Sasha frowned. “How do you know?”
“I mean, I assumed you’re a very good doctor. Ow! Boy, us Bronies sure know how to party, don’t we? A whole herd of us were drinking Sea Breezes because we liked the bright colors. The problem came when we switched to Singapore Slings. Now, I’m not blaming any of my fellow Bronies.”
“Do any of them recall how you got this wound? It’s quite…unusual, for something to happen inside of a cocktail lounge. It
almost looks as though you were struck by a high velocity ball or something. From behind, from the looks of the exit wound. Is anyone here angry with you?”
Sam chuckled. “You wouldn’t believe the backstabbing that goes on at a FurFest! The fur flies, as we say. What kind of music are you having at the wedding tomorrow?”
This Brony certainly was an odd one. Wanted to know if she saw patients in her suite, and was overly interested in the wedding tomorrow. Still, music seemed a harmless topic. “You know, that’s one thing we have to work on. My sister was putting together a playlist for Brooke—she’s the one who’s getting married.”

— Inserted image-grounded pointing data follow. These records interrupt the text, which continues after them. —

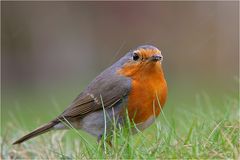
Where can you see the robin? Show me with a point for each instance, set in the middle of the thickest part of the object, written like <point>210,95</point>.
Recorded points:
<point>135,84</point>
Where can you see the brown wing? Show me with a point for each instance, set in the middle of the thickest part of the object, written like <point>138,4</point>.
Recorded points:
<point>107,89</point>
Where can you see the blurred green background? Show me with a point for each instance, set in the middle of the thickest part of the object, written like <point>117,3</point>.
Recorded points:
<point>52,50</point>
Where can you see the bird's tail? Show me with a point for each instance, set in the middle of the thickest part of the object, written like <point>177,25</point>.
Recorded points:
<point>45,128</point>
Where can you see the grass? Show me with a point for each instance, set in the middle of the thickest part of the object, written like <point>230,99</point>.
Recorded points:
<point>203,129</point>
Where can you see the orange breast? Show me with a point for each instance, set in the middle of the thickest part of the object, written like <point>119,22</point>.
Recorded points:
<point>148,89</point>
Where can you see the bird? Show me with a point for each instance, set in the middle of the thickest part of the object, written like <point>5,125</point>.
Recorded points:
<point>133,87</point>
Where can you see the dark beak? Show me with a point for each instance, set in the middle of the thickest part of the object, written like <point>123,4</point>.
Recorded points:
<point>155,58</point>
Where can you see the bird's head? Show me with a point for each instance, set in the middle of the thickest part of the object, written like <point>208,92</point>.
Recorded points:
<point>145,59</point>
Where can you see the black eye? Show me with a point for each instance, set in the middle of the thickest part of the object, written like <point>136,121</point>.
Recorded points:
<point>135,56</point>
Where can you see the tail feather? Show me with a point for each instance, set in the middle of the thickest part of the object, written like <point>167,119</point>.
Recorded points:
<point>36,132</point>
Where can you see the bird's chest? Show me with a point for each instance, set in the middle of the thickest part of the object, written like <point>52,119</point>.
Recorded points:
<point>145,99</point>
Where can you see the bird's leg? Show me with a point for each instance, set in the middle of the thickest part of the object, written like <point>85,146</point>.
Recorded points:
<point>107,140</point>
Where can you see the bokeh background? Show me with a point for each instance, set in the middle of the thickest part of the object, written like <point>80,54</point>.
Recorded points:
<point>52,50</point>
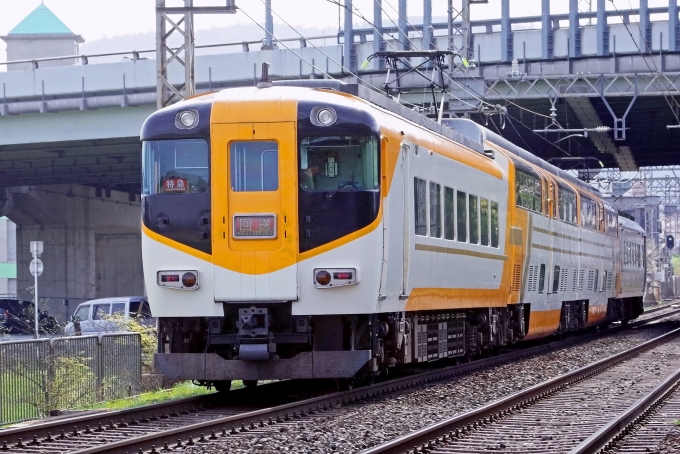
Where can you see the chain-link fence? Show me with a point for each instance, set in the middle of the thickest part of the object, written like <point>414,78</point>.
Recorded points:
<point>37,376</point>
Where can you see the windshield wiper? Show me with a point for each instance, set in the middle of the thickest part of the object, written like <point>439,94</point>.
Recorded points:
<point>349,182</point>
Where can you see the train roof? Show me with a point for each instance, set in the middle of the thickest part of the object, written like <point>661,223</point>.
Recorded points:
<point>631,225</point>
<point>464,131</point>
<point>478,132</point>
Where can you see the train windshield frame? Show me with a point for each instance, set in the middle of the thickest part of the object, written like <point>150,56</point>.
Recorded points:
<point>339,163</point>
<point>180,166</point>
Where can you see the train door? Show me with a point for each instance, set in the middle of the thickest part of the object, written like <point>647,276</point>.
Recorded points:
<point>550,197</point>
<point>395,227</point>
<point>254,188</point>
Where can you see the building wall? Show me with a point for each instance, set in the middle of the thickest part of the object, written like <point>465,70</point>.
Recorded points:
<point>8,257</point>
<point>118,261</point>
<point>49,46</point>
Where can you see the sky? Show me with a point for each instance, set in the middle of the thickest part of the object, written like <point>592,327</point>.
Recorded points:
<point>97,19</point>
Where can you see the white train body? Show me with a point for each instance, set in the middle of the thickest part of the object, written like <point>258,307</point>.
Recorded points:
<point>276,246</point>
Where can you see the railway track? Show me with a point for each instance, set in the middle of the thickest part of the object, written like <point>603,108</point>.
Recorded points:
<point>581,412</point>
<point>204,418</point>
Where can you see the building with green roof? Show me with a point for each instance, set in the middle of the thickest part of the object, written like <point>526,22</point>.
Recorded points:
<point>8,258</point>
<point>41,34</point>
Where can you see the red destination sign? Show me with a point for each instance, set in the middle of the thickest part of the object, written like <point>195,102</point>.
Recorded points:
<point>174,184</point>
<point>262,226</point>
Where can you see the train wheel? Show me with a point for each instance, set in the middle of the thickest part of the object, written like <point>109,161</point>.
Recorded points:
<point>344,384</point>
<point>222,386</point>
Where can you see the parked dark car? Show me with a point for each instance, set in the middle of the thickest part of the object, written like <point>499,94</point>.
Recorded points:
<point>16,317</point>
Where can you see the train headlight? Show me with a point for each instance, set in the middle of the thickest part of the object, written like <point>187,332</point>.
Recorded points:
<point>334,277</point>
<point>323,277</point>
<point>180,280</point>
<point>186,119</point>
<point>323,116</point>
<point>189,279</point>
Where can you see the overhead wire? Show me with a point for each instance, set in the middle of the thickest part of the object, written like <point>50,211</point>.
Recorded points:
<point>474,93</point>
<point>355,11</point>
<point>286,47</point>
<point>453,63</point>
<point>325,54</point>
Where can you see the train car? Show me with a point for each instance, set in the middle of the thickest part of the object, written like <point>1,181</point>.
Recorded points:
<point>312,229</point>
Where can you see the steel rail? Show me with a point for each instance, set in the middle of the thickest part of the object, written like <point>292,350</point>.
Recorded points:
<point>430,435</point>
<point>618,426</point>
<point>11,436</point>
<point>218,428</point>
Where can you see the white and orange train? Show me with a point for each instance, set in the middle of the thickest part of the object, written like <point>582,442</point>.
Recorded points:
<point>312,229</point>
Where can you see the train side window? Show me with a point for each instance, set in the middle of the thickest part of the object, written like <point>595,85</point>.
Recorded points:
<point>541,279</point>
<point>461,215</point>
<point>566,204</point>
<point>484,221</point>
<point>528,191</point>
<point>420,205</point>
<point>435,210</point>
<point>556,279</point>
<point>473,209</point>
<point>494,224</point>
<point>588,213</point>
<point>449,220</point>
<point>611,228</point>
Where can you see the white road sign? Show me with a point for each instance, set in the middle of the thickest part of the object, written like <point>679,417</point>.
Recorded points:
<point>36,267</point>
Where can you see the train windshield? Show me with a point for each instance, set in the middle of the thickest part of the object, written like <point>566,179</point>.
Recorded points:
<point>175,166</point>
<point>337,163</point>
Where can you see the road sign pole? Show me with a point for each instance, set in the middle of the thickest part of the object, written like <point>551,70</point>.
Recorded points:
<point>37,335</point>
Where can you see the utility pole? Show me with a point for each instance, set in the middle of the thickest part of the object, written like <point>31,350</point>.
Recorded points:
<point>36,269</point>
<point>171,21</point>
<point>460,29</point>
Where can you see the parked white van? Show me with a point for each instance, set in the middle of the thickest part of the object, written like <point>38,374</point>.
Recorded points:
<point>92,315</point>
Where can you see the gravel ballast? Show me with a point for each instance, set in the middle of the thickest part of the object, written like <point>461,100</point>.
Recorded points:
<point>352,428</point>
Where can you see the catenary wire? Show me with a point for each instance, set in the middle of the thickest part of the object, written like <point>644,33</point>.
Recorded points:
<point>644,58</point>
<point>474,93</point>
<point>326,55</point>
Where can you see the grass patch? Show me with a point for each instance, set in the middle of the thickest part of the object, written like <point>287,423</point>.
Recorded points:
<point>179,391</point>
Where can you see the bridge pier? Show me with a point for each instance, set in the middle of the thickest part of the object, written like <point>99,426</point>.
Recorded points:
<point>92,244</point>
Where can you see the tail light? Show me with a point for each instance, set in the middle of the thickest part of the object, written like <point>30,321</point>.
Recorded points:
<point>180,280</point>
<point>334,277</point>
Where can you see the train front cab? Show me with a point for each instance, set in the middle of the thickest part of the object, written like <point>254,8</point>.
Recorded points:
<point>288,181</point>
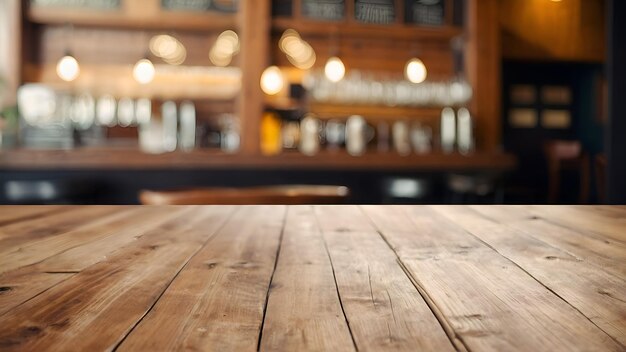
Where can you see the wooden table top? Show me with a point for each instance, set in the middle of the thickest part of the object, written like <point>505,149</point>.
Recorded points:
<point>295,278</point>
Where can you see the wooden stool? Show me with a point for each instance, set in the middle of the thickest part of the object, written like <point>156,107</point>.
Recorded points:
<point>284,194</point>
<point>562,155</point>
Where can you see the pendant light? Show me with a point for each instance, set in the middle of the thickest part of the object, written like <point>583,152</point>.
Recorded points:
<point>334,69</point>
<point>144,71</point>
<point>67,67</point>
<point>415,70</point>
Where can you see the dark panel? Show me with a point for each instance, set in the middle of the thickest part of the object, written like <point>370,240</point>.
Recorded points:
<point>616,127</point>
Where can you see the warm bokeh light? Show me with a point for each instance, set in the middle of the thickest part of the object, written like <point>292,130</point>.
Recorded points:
<point>144,71</point>
<point>415,71</point>
<point>334,69</point>
<point>68,68</point>
<point>272,81</point>
<point>298,51</point>
<point>225,48</point>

“Has she included any Elton John?” What an odd question! “You’ve got to have Elton John at a wedding, that’s why I ask. If you don’t happen to have any Elton John CDs, you’ll have to go all the way to Blanding to find a music store.”
Sasha had to go to Blanding anyway to pick up the corticosteroid for Adrian, so she made a mental note to ask Brooke again about her music preferences. Anything Brooke wanted could be downloaded, anyway, but it was a good idea to get the playlist together. “Why Elton John? He doesn’t strike me as terribly romantic.”

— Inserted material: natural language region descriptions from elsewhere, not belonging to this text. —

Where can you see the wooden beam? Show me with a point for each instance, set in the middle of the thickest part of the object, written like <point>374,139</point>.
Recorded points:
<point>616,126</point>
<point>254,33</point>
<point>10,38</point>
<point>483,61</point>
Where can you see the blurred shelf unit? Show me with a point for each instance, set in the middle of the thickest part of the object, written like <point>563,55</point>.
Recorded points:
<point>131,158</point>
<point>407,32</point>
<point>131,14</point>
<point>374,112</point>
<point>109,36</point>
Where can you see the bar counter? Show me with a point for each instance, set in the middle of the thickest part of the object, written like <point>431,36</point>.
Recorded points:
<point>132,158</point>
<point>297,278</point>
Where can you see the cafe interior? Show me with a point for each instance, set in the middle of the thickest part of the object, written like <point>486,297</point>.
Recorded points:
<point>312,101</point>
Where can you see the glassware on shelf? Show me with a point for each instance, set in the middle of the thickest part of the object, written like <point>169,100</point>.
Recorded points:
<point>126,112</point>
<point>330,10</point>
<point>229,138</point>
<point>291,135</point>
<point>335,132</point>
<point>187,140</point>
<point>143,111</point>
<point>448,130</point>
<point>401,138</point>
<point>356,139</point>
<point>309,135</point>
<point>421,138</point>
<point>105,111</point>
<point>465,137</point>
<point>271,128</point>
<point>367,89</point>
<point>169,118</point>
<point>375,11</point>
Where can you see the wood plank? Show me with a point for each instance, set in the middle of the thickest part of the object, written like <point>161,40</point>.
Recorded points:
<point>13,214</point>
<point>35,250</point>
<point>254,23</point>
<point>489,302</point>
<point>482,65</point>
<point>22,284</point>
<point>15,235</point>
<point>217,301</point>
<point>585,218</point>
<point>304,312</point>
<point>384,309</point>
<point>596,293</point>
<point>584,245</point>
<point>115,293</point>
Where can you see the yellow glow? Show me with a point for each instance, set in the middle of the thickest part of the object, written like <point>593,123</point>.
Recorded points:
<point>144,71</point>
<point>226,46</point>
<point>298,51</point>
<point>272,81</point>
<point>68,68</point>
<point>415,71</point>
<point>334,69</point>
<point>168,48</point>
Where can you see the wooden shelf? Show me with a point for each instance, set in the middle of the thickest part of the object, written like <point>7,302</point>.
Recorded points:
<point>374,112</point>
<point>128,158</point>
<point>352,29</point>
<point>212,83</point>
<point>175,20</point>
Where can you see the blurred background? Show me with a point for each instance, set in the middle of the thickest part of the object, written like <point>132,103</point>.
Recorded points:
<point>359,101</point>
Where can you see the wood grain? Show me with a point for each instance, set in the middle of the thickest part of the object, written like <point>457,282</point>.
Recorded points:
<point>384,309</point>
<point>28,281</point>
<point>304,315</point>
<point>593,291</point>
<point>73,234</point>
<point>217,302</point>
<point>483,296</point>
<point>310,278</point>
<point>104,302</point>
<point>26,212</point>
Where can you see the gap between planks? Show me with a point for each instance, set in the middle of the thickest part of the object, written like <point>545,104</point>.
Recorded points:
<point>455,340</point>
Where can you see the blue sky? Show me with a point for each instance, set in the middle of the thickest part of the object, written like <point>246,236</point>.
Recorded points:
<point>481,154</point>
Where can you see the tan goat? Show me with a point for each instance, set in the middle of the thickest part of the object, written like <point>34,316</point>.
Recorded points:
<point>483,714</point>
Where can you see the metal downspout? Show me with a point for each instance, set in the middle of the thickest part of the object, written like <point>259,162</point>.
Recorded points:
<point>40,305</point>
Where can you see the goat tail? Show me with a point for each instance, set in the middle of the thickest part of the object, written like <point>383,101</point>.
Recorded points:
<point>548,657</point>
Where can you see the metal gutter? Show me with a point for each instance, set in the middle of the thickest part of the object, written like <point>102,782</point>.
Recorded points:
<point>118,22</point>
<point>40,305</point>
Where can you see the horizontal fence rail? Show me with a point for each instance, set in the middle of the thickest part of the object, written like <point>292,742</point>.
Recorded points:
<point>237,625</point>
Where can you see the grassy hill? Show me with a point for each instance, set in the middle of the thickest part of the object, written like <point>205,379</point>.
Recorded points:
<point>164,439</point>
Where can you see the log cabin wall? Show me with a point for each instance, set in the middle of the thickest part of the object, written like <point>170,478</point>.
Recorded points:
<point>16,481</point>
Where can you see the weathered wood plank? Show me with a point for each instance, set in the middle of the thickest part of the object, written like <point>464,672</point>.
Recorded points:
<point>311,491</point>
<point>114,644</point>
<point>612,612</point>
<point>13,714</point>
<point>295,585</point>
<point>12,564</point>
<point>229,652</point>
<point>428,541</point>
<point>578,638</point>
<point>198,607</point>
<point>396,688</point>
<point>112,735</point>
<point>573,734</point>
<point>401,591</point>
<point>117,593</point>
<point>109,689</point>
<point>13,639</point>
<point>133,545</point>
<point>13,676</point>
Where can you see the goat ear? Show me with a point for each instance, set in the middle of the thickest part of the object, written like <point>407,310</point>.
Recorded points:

“Oh, he’s swooningly romantic, all right,” Sam assured her. “That song ‘Levon’ is just spine-tingling.”
Sasha frowned, patting her makeshift bandage. “Didn’t Levon sell cartoon balloons in town? He was born on Christmas Day when the New York Times said God is dead? That’s not terribly romantic.”
“Something like that,” said Sam, unconcerned now with the song he had just proclaimed was so beautiful. “If you have any Elton CDs, you’ve got to have that one.”
“All right, you’re set. I’m sorry but this was the best I could do until this doctor returns and unlocks his supply cabinet.”
“Oh, no problem,” said Sam, sliding back into his pink spandex shirt. He made sure not to muss his shiny pink dreadlocks as he slipped the shirt over his head. “It’s worth it just to be around such a pretty lady as you. So you’ll be around later today? A bunch of us are going out to the desert to do some frolicking in Equestria.”